Photo prise trois mois après la disparition de l’aviatrice et de son navigateur. L’objet « visible » serait éventuellement compatible avec un bout de l’avion dans lequel ils volaient. C’est du moins la version du Earthart Project.

Je pense, moi, (et je n’ai aucune légitimité pour affirmer ceci) que ces Earthart Project Officers ont pu se payer de chouettes vacances au mois de juillet avec l’argent de donateurs passionnés et naïfs. Et pourquoi donc affirmer une pareille chose, M. Géo Trouvetou de salon? Parce que ces mêmes « scientifiques » auraient préalablement découvert, en 2007, un miroir de poche, un tube de rouge à lèvres, des pièces d’aluminium et un bout de plexiglas provenant selon eux de l’avion ainsi que des fragments de fermeture éclair sur l’atoll. Bon. Tout cela, sans les montrer au grand public et sans les faire analyser par un laboratoire indépendant. 

Donc, toujours pas de réponse claire, précise et scientifique sur la mystérieuse disparition d’Amelia et de Fred au-dessus (ou en dessous) du Pacifique. 

possible earthheart

En revanche, il existe une pléthore d’hypothèses et de polémiques concernant ce dernier vol inachevé. Amelia était, de son temps, une célébrité, une star, un modèle, une icône, une égérie. Les filles en étaient folles ; les hommes hurlaient de désir tel le loup de Tex Avery ; les féministes balbutiantes la mettaient dans leurs rangs ; les mères de famille languides se demandaient comment Amelia combinait aventure et féminité et tout ce que cela comporte au quotidien, tout en priant pour que leur fille épouse Brian, de Main Street, le courtier d’assurance de Charleston et pas un de ces Lindbergh gominés; les requins d’Hollywood auraient tué leur mère pour acheter les droits de ses récits et de ses livres. 

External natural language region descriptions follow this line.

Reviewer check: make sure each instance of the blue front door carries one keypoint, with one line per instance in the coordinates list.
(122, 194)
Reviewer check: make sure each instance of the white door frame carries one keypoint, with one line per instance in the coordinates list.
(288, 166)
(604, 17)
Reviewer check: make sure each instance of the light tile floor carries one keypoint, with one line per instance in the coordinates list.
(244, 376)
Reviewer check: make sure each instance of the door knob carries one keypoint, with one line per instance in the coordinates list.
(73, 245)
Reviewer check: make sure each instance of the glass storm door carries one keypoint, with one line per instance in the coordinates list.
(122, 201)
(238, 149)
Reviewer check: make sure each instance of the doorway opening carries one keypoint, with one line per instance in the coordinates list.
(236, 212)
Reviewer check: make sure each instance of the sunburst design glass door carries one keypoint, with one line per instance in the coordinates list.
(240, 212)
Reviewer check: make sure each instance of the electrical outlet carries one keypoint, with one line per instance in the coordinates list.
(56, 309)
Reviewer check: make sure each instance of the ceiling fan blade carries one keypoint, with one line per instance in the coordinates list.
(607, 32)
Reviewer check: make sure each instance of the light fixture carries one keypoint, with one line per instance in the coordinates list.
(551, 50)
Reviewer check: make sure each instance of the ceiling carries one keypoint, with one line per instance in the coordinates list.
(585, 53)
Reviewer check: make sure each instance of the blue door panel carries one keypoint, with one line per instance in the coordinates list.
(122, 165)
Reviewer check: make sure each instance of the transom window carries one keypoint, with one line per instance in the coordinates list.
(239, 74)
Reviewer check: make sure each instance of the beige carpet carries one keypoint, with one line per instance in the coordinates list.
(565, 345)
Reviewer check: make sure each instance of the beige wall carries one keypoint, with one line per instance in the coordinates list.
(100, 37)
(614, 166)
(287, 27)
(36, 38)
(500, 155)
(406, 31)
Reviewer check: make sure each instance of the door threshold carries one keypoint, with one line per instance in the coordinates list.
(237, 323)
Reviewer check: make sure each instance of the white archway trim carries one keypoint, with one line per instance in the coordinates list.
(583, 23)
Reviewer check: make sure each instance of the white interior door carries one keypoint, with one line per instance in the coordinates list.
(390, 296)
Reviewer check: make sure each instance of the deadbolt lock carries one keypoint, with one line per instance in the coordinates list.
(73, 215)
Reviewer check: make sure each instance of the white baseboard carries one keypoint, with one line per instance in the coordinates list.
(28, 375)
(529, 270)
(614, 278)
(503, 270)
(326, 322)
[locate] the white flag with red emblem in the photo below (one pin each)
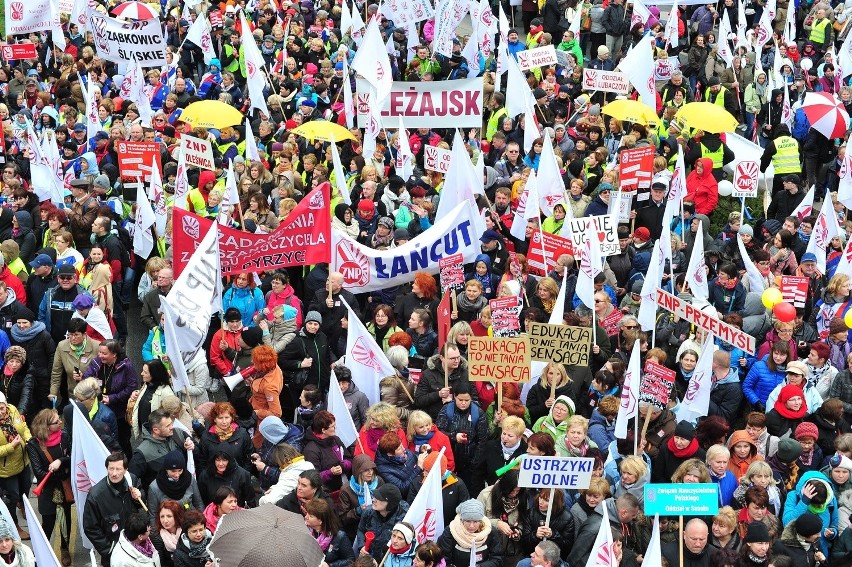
(88, 464)
(696, 271)
(255, 78)
(825, 229)
(638, 67)
(602, 553)
(365, 358)
(696, 401)
(629, 405)
(199, 34)
(806, 207)
(426, 513)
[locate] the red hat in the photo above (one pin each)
(642, 234)
(806, 429)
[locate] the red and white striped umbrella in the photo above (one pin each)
(826, 114)
(135, 10)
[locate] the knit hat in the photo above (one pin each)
(685, 430)
(388, 493)
(313, 316)
(788, 450)
(273, 429)
(756, 532)
(174, 460)
(806, 429)
(252, 336)
(430, 459)
(15, 352)
(808, 525)
(471, 510)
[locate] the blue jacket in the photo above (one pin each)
(601, 432)
(760, 381)
(794, 507)
(248, 301)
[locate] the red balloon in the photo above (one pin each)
(784, 312)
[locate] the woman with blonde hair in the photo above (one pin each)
(381, 418)
(553, 383)
(424, 436)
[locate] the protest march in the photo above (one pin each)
(432, 283)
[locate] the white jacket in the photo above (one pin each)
(286, 482)
(125, 555)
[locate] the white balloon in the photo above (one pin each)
(726, 188)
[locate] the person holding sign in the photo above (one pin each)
(470, 540)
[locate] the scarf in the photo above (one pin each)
(474, 306)
(170, 539)
(323, 539)
(198, 550)
(465, 540)
(174, 489)
(682, 453)
(146, 548)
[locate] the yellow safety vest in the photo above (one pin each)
(786, 158)
(818, 31)
(716, 156)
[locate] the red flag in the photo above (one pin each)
(444, 320)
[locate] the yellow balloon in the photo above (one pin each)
(771, 297)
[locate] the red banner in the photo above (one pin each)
(135, 159)
(302, 239)
(554, 247)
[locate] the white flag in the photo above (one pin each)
(42, 550)
(825, 229)
(251, 145)
(755, 279)
(93, 122)
(696, 272)
(346, 430)
(255, 79)
(181, 182)
(158, 197)
(528, 207)
(551, 188)
(590, 266)
(371, 61)
(806, 207)
(426, 512)
(602, 553)
(648, 307)
(143, 239)
(339, 175)
(461, 183)
(629, 405)
(365, 358)
(404, 163)
(638, 67)
(199, 34)
(88, 463)
(696, 401)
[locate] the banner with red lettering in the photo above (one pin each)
(430, 104)
(301, 239)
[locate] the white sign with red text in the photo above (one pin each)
(431, 104)
(606, 81)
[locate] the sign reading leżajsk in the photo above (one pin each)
(682, 499)
(367, 269)
(555, 472)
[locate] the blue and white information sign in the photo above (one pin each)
(681, 499)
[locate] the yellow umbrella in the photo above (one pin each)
(708, 117)
(631, 111)
(323, 130)
(211, 114)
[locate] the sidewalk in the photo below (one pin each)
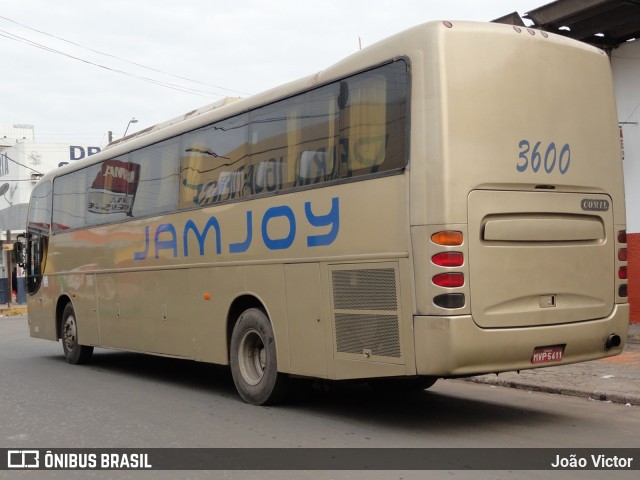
(613, 379)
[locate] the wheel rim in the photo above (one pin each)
(252, 358)
(69, 332)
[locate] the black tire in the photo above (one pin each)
(74, 353)
(253, 360)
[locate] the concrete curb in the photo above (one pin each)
(626, 399)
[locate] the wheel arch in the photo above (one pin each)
(62, 302)
(239, 305)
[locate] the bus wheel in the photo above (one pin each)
(253, 360)
(74, 353)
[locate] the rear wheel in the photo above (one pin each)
(253, 360)
(74, 353)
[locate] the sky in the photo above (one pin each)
(76, 69)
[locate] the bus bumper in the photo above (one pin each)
(456, 346)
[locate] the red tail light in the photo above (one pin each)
(622, 236)
(622, 273)
(448, 259)
(447, 238)
(449, 280)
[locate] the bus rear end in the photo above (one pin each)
(517, 203)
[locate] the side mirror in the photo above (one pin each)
(19, 254)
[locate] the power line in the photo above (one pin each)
(193, 91)
(21, 164)
(122, 59)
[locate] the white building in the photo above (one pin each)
(23, 161)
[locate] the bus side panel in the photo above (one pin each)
(268, 282)
(42, 314)
(142, 311)
(221, 285)
(306, 321)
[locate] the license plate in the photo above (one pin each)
(549, 354)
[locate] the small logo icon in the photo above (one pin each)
(23, 459)
(594, 205)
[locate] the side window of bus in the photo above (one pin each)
(111, 188)
(373, 120)
(36, 258)
(40, 207)
(156, 190)
(212, 163)
(69, 201)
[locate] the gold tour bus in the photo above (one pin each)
(445, 203)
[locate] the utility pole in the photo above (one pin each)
(9, 271)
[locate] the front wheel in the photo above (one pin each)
(253, 360)
(74, 353)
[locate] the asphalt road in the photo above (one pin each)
(137, 401)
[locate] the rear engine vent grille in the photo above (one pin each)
(365, 311)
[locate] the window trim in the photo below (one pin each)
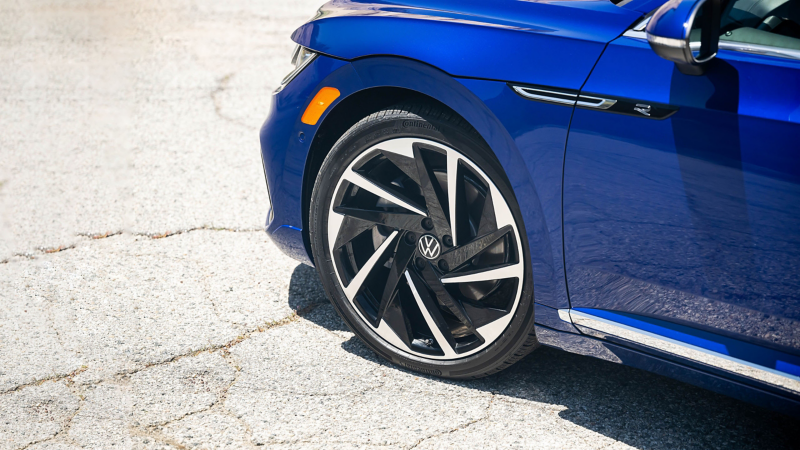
(637, 32)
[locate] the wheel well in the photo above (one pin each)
(343, 116)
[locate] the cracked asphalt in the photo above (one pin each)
(143, 307)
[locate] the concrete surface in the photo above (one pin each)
(141, 305)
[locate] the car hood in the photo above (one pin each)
(509, 40)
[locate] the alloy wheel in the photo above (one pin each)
(425, 248)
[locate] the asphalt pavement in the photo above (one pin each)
(143, 307)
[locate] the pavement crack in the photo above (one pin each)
(68, 377)
(165, 234)
(38, 251)
(67, 423)
(460, 427)
(291, 318)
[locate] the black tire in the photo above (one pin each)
(435, 124)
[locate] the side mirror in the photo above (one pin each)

La plus répandue des hypothèses est aussi la plus simple. L’avion se serait crashé dans les flots et coulé. Point final. L’atoll de Nikumaroro est une chaudière à ciel ouvert, la végétation pique et écorche chaque trillion de millièmes de peau, il est inhabité parce qu’il n’y a pas d’eau potable, si ce n’est des gouttes d’averses aussi rares que dantesques. De gigantesques crabes des cocotiers vous dépècent pendant la nuit. Dans ces conditions, survivre plus de trois semaines, même avec un rouge à lèvres, relève de la gageure. 

gigantesque crabe

D’autres conjectures circulent. Capture par des mauvais Japonais, actes de cannibalisme entrepris par des tribus nomades mélanésiennes qui auraient récupéré et mangé les deux aviateurs. Certains déclarent également qu’Amelia aurait décidé de faire demi-tour et que les restes de l’épave gisent encore dans les jungles de la Nouvelle-Bretagne. A voir. 

Le mystère de la disparition d’Amelia et de Fred a également alimenté les délires des scénaristes. Dans une série télé, elle aurait été aperçue sur l’île de Pâques. Elle figure même virtuellement dans un épisode de « Lost ». Pour finir, elle aurait été découverte morte dans son avion dans le Sahara si l’on en croit le livre « Sahara », écrit par Clive Cussler. 

Le plus intéressant dans son histoire reste le mystère. La vérité ne sera sans doute jamais connue. Et c’est bien comme cela. Croisons les doigts. 

En attendant de le percer, je lui souhaite de reposer en paix. De son nuage, elle doit sourire à la vue et à la lecture de toutes ces gesticulations bassement terrestres. Et peut-être prend-elle la main de Fred, son navigateur, resté dans l’ombre de la star.